Hi, it’s Patrik Hutzel from INTENSIVECAREHOTLINE.COM where we instantly improve the lives for Families of critically ill Patients in Intensive Care, so that you can make informed decisions, have PEACE OF MIND, real power, real control and so that you can influence decision making fast, even if you’re not a doctor or a nurse in Intensive Care!
This is another episode of “YOUR QUESTIONS ANSWERED“ and in last week’s episode I answered another question from our readers and the question was
What Would Recovery Look Like for my Mom on ECMO After Leaving the ICU?
You can check out last week’s question by clicking on the link here.
In this week’s episode of “YOUR QUESTIONS ANSWERED” I want to answer questions from one of my clients Juan, as part of my 1:1 consulting and advocacy service! Juan’s mom is with a tracheostomy, balloon pump, and is now on VV- ECMO. Juan is asking how he makes sure that his mom is improving and recovering whilst on ECMO in the ICU.
How Do I Make Sure That my Mom is Improving and Recovering Whilst on ECMO in the ICU?
“You can also check out previous 1:1 consulting and advocacy sessions with me and Juan here.”
Patrik: Yeah. I’ll tell you how they might go around it, if they can’t turn her. They would need to use like a ceiling hoist, a hoist machine, and lift her in the ceiling, so they can take off the pressure off her back wash her back. Someone can look at her back while they are hosting her. That is the only way. And I’ve looked after many patients on ECMO that you can’t turn, because they are too unstable. And the way to manage them is, most bed spaces where I worked at and we had patients on ECMO, there was a ceiling hoist in the bed space, and we were using the hoist to lift patients up. Because you’re not changing much of their position, you’re just lifting them up, that’s how they stay hemodynamically stable, and that’s how you manage the pressure sore. Now, I don’t know whether there is a ceiling hoist where your mom is or not.
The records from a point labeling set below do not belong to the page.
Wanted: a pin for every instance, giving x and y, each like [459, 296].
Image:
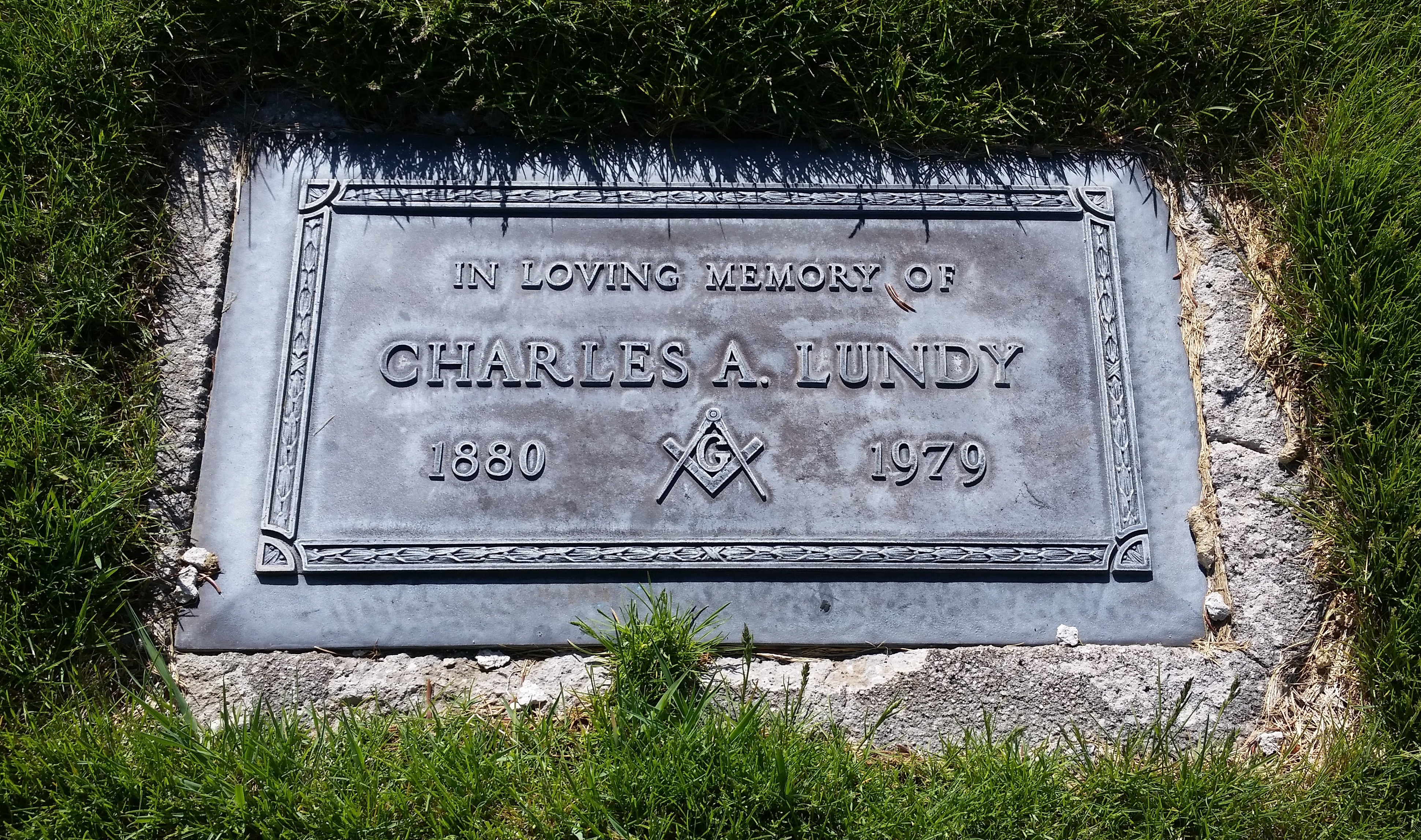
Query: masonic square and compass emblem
[711, 457]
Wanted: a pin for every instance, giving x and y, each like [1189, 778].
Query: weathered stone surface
[1011, 454]
[946, 690]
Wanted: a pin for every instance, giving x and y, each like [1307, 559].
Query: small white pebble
[491, 660]
[1217, 609]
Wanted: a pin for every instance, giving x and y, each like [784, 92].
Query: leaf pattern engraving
[357, 558]
[1129, 515]
[298, 369]
[849, 198]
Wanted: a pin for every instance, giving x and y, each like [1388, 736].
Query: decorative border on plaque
[1118, 397]
[374, 558]
[707, 199]
[279, 515]
[280, 552]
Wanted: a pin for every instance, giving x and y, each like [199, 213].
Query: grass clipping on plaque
[674, 747]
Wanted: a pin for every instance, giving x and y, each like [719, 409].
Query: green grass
[79, 181]
[687, 758]
[1313, 106]
[1348, 190]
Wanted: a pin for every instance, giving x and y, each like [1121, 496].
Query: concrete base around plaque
[1274, 605]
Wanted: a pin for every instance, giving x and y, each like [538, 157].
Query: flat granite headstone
[465, 393]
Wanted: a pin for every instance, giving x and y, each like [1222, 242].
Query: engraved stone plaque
[454, 384]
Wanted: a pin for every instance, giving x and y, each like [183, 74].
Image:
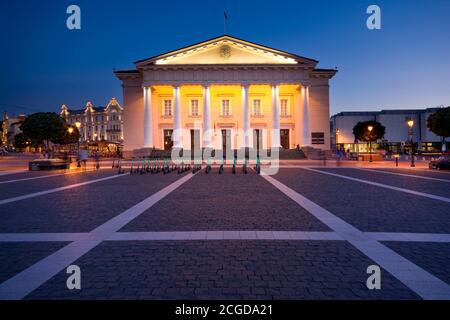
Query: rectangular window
[194, 107]
[317, 138]
[257, 107]
[167, 107]
[226, 107]
[284, 107]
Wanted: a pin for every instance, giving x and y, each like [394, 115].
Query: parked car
[442, 162]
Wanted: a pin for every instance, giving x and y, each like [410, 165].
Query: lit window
[167, 108]
[225, 107]
[194, 107]
[257, 107]
[284, 107]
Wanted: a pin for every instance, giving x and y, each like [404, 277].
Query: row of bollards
[153, 166]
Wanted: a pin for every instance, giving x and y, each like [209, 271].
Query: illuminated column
[148, 134]
[177, 143]
[306, 118]
[246, 116]
[206, 117]
[275, 117]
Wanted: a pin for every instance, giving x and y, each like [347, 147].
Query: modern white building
[397, 134]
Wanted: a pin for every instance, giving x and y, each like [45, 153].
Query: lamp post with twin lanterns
[410, 124]
[78, 125]
[370, 128]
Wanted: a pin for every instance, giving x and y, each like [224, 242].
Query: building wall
[393, 120]
[134, 113]
[320, 110]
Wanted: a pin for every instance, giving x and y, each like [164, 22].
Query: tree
[20, 141]
[362, 133]
[44, 127]
[439, 122]
[71, 135]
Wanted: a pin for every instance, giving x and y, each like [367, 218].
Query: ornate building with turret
[97, 123]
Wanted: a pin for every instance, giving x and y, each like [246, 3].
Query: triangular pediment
[226, 50]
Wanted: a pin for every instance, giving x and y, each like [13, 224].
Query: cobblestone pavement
[80, 209]
[434, 257]
[161, 268]
[226, 202]
[440, 188]
[370, 208]
[17, 256]
[224, 270]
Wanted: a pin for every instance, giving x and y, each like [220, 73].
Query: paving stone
[369, 208]
[307, 281]
[226, 202]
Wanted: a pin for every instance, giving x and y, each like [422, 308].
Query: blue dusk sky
[406, 64]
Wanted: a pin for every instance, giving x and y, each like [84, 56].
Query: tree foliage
[439, 122]
[69, 137]
[20, 141]
[362, 133]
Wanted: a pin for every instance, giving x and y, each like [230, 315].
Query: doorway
[284, 138]
[195, 139]
[257, 139]
[226, 140]
[168, 140]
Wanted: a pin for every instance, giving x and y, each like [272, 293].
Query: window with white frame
[167, 107]
[257, 107]
[225, 107]
[284, 107]
[194, 107]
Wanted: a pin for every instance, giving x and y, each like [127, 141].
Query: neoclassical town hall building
[226, 93]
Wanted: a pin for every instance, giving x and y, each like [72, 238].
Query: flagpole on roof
[225, 18]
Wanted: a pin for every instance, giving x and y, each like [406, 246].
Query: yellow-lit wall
[134, 113]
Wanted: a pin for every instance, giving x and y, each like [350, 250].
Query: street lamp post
[78, 125]
[410, 124]
[70, 130]
[370, 128]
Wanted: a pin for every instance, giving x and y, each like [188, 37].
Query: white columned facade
[207, 134]
[306, 117]
[148, 134]
[275, 117]
[245, 117]
[177, 134]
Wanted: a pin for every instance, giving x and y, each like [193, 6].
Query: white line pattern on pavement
[71, 186]
[31, 278]
[403, 174]
[220, 235]
[414, 277]
[46, 176]
[417, 193]
[6, 173]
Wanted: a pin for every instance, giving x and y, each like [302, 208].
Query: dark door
[168, 142]
[284, 138]
[195, 139]
[257, 139]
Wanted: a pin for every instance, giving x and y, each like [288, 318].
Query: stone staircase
[292, 154]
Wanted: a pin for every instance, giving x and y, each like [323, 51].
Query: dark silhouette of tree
[20, 141]
[362, 133]
[69, 137]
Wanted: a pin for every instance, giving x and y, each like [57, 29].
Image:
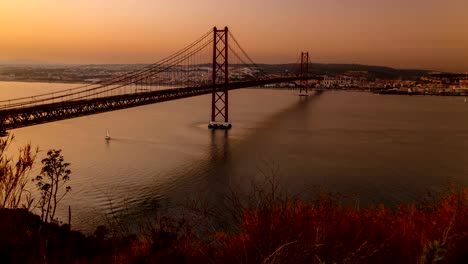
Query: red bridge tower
[219, 99]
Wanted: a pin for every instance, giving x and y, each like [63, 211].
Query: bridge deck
[33, 115]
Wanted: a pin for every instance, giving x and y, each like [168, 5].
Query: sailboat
[107, 135]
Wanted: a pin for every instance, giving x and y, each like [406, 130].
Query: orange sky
[430, 34]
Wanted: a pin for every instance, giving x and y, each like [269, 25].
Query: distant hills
[356, 70]
[380, 72]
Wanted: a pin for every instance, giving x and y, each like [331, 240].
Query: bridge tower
[304, 84]
[219, 98]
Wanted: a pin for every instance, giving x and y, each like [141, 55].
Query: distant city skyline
[418, 34]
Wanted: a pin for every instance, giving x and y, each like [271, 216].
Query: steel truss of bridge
[33, 115]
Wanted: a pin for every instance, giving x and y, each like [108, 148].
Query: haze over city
[419, 34]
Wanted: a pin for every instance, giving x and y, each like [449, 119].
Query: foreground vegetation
[270, 227]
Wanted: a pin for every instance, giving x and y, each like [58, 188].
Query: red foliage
[323, 231]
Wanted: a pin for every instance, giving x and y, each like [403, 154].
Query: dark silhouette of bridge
[209, 65]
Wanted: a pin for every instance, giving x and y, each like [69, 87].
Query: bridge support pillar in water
[220, 78]
[3, 131]
[304, 86]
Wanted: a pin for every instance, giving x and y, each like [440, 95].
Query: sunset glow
[429, 34]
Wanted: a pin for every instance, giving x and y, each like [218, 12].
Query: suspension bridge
[213, 64]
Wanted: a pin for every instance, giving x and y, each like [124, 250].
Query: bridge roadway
[34, 115]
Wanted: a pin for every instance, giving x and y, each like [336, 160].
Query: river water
[379, 148]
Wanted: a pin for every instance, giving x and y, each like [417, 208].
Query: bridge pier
[220, 80]
[304, 73]
[219, 125]
[3, 131]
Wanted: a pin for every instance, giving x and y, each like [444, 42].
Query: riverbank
[275, 229]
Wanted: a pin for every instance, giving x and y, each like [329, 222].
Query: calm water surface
[381, 148]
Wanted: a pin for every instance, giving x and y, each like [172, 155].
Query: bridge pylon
[220, 78]
[304, 83]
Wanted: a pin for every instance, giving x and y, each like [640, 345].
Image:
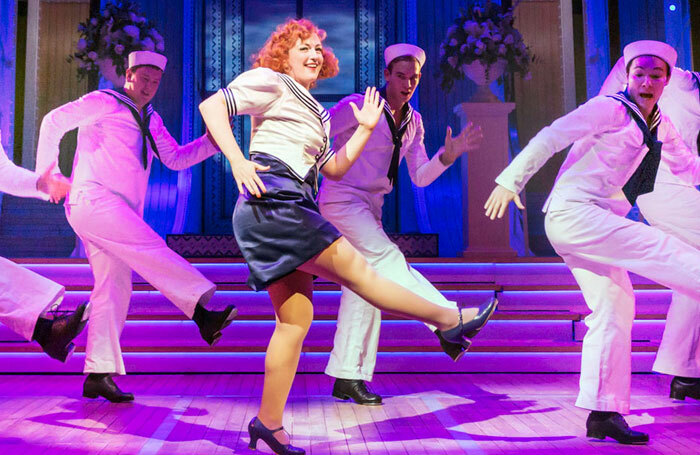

Juan: I don’t know either. We have to ask.
Kevin: We’ll ask them.
Juan: We’ll ask them.
Patrik: Yeah. You definitely have to ask them.
Juan: Okay.
Patrik: Because if she keeps improving, you don’t want the pressure sore to…
Juan: … throw that off.
Patrik: … throw that off.
Juan: Yeah, I understand. So I think we can just ask them about the hoisting, and if they have that there and how are they thinking about lifting her up.
Patrik: Yeah.
Juan: Okay, sounds good.
Patrik: Okay. All right. Let me know if you want to talk later.
Kevin: Thank you.
Patrik: Thank you.
Juan: Yeah. As soon as we have another update or something, we’ll just forward you the images as well.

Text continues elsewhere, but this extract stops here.